As filed with the Securities and Exchange Commission on November 13, 2012
UNITED STATES
SECURITIES AND EXCHANGE COMMISSION
Washington, D.C. 20549
FORM 8-A/A
(Amendment No. 3)
FOR REGISTRATION OF CERTAIN CLASSES OF SECURITIES
PURSUANT TO SECTION 12(B) OR 12(G) OF THE
SECURITIES EXCHANGE ACT OF 1934
STRATEGIC HOTELS & RESORTS, INC.
(Exact name of registrant as specified in its charter)
Maryland | 33-1082757 | |
(State or other jurisdiction of incorporation or organization) |
(I.R.S. Employer Identification No.) |
200 West Madison Street Suite 1700 Chicago, Illinois |
60606-3415 | |
(Address of Principal Executive Offices) | (Zip Code) |
Securities to be registered pursuant to Section 12(b) of the Act:
Title of each class to be so registered |
Name of each exchange on which each class is to be registered | |
Preferred Share Purchase Rights | New York Stock Exchange |
If this form relates to the registration of a class of securities pursuant to Section 12(b) of the Exchange Act and is effective pursuant to General Instruction A.(c), check the following box. þ
If this form relates to the registration of a class of securities pursuant to Section 12(g) of the Exchange Act and is effective pursuant to General Instruction A.(d), check the following box. ¨
Securities Act registration statement file number to which this form relates: None.
Securities to be registered pursuant to Section 12(g) of the Act: None.
EXPLANATORY NOTE
This Amendment No. 3 to the Registration Statement on Form 8-A is being filed to amend the description of the securities registered pursuant to the Registration Statement on Form 8-A filed by Strategic Hotels & Resorts, Inc. (the Company) with the Securities and Exchange Commission on November 18, 2008, as amended on November 19, 2008 and November 25, 2009 (as so amended, the Form 8-A). The Form 8-A was filed with respect to the rights issued pursuant to the Rights Agreement, dated as of November 14, 2008, as amended on November 24, 2009 (as so amended, the Rights Agreement), between the Company and Mellon Investor Services LLC, as rights agent, pursuant to which the Company declared a dividend of one preferred share purchase right for each outstanding share of common stock, par value $.01 per share, of the Company. On November 12, 2012, the Rights Agreement was further amended pursuant to Amendment No. 2 to the Rights Agreement, dated as of November 12, 2012 (the Amendment), by and between the Company and Computershare Shareowner Services LLC (f/k/a Mellon Investor Services LLC), as rights agent, to extend the expiration date of the stockholder rights plan contemplated by the Rights Agreement and the rights issued thereunder.

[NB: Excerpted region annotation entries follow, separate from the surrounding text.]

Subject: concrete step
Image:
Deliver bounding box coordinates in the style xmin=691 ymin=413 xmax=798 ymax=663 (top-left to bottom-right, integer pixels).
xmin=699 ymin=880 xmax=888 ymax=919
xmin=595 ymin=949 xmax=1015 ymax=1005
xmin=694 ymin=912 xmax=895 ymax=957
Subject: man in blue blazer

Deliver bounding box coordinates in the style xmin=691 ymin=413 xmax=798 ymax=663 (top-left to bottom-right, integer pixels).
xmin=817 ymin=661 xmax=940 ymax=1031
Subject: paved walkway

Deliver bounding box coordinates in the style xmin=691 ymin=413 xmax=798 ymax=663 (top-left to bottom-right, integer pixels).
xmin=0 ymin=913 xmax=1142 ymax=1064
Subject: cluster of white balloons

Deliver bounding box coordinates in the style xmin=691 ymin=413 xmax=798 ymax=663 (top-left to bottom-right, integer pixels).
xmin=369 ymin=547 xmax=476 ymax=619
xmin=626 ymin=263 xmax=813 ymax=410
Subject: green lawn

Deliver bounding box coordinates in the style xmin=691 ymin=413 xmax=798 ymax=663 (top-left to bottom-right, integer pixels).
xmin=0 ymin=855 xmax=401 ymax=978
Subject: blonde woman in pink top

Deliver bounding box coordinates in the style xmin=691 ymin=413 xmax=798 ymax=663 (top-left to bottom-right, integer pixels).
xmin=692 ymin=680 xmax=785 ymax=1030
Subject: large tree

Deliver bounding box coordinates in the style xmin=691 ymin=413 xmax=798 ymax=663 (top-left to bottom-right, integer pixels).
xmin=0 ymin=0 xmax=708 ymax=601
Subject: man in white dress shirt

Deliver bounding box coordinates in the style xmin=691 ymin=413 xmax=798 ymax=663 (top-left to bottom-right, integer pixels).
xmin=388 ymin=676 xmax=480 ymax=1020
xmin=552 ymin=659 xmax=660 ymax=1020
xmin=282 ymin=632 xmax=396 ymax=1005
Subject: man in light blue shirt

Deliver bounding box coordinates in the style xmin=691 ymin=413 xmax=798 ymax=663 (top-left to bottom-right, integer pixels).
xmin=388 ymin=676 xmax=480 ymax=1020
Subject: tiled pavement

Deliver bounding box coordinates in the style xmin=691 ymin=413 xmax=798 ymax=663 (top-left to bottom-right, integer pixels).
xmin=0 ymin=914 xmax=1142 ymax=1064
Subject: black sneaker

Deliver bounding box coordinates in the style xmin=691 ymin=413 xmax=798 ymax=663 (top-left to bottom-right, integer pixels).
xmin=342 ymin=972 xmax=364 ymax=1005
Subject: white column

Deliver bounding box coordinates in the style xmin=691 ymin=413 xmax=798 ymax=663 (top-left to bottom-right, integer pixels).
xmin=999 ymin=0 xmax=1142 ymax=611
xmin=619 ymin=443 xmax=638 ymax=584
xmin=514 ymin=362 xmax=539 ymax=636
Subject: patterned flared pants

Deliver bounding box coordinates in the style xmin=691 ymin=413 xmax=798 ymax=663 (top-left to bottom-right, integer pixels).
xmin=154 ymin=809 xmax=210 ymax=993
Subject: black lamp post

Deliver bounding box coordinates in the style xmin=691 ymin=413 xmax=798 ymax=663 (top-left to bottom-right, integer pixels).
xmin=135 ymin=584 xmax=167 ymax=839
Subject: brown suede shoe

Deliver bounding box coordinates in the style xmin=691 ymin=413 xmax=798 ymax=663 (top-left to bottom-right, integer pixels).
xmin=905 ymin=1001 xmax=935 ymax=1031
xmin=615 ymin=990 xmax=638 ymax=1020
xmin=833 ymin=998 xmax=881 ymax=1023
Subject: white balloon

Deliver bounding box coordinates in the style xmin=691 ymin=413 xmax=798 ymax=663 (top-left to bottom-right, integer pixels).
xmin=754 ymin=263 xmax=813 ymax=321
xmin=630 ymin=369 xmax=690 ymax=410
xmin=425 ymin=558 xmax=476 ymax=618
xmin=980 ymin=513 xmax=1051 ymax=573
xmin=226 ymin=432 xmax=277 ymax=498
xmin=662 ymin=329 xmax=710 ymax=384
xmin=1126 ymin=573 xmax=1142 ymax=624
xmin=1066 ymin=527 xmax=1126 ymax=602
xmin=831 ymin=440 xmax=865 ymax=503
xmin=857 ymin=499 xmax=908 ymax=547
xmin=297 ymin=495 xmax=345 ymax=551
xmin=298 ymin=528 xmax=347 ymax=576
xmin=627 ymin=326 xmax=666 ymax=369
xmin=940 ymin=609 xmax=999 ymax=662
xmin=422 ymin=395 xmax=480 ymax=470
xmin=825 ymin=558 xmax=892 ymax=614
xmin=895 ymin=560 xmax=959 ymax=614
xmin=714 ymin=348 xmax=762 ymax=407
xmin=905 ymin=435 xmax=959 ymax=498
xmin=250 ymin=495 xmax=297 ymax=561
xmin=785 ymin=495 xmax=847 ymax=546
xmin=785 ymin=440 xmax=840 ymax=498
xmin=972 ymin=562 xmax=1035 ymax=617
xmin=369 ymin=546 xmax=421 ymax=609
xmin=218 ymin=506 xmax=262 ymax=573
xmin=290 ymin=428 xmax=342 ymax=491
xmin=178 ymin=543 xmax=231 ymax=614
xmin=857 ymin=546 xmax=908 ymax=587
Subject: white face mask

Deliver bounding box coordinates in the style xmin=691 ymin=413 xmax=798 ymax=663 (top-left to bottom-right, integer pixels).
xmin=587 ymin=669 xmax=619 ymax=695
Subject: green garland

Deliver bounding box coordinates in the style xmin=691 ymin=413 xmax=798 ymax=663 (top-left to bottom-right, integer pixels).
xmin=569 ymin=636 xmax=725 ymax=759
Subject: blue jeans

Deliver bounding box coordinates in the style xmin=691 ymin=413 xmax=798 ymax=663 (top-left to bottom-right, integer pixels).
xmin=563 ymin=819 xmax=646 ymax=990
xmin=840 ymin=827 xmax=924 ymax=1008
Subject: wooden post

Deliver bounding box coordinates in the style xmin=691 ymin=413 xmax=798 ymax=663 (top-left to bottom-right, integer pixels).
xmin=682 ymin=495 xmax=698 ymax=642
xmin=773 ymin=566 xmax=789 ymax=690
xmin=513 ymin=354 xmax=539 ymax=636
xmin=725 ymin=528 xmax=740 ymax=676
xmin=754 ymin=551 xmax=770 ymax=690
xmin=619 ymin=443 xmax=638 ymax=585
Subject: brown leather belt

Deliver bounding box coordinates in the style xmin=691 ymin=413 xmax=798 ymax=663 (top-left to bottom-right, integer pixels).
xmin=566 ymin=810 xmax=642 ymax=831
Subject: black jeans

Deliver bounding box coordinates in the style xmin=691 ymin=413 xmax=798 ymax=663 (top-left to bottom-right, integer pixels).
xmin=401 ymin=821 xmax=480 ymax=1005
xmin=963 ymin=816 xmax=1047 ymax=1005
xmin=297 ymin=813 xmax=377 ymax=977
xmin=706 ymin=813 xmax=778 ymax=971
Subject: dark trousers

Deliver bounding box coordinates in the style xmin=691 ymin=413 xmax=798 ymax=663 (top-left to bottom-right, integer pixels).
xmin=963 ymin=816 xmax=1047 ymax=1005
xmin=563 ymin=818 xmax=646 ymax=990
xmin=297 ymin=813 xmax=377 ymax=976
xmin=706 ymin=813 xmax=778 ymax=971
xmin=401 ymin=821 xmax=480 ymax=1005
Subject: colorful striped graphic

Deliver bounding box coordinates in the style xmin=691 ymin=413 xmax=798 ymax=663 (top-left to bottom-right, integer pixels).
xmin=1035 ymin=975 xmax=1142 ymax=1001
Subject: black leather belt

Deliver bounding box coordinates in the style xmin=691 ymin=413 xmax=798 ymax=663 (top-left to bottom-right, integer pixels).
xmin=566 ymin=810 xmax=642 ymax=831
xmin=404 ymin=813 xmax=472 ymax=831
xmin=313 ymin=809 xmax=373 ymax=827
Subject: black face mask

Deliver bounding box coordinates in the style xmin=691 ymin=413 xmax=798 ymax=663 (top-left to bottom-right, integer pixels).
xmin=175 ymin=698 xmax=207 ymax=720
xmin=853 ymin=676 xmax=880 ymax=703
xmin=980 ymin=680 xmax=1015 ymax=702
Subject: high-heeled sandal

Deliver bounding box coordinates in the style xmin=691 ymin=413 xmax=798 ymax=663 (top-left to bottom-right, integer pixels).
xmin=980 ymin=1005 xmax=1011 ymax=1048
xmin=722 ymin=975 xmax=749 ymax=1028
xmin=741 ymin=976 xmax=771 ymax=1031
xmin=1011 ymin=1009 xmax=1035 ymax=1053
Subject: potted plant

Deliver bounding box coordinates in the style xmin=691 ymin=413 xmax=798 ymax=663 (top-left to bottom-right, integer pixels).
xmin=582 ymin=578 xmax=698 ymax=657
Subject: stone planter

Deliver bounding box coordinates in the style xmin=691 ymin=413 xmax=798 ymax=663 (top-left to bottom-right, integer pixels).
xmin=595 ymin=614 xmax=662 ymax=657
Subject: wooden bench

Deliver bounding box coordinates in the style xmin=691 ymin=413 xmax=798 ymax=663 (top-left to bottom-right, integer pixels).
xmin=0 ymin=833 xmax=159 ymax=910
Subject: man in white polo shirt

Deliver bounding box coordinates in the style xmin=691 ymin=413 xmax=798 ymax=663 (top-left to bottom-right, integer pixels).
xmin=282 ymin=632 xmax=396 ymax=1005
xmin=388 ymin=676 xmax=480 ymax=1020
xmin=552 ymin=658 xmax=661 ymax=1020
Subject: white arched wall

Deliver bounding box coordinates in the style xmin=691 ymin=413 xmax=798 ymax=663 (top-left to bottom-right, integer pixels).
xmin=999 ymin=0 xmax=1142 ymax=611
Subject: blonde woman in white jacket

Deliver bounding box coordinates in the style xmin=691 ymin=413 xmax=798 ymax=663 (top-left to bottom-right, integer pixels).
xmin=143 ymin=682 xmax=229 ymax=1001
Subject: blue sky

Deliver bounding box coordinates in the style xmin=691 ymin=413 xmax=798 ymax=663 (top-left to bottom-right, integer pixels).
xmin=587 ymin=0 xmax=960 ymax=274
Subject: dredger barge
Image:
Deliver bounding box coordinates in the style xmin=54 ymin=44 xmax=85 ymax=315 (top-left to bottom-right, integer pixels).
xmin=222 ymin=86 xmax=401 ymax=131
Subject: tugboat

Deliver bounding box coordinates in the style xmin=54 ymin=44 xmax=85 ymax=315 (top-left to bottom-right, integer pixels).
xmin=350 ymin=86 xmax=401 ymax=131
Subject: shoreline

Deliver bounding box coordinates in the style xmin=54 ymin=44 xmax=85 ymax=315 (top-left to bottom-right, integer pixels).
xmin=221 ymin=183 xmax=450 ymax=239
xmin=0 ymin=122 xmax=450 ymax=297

This Amendment No. 3 to the Registration Statement on Form 8-A is being filed to update the description of the rights registered pursuant to the Form 8-A based on the Amendment and to attach the Amendment as an exhibit.
PART I
INFORMATION REQUIRED IN THE REGISTRATION STATEMENT
Item 1. | Description of Registrants Securities to be Registered. |
The ninth paragraph of Item 1 of the Form 8-A is hereby amended and replaced in its entirety with the following:
The Rights were initially set to expire on November 30, 2009, unless earlier redeemed, or such later date as determined by the Board of Directors of the Company. On November 24, 2009, the Rights Agreement was amended pursuant to Amendment No. 1 to the Rights Agreement, dated as of November 24, 2009, by and between the Company and Mellon Investor Services LLC, as rights agent, in order to extend the expiration date of the Rights to November 30, 2012. On November 12, 2012, the Rights Agreement was further amended pursuant to Amendment No. 2 to the Rights Agreement, dated as of November 12, 2012 (the Amendment), by and between the Company and Computershare Shareowner Services LLC (f/k/a Mellon Investor Services LLC), as rights agent, to further extend the expiration date of the Rights. After giving effect to the Amendment, which was effective as of the close of business on November 12, 2012, the Rights will expire on November 30, 2013, unless the Rights are earlier redeemed or amended by the Board of Directors of the Company.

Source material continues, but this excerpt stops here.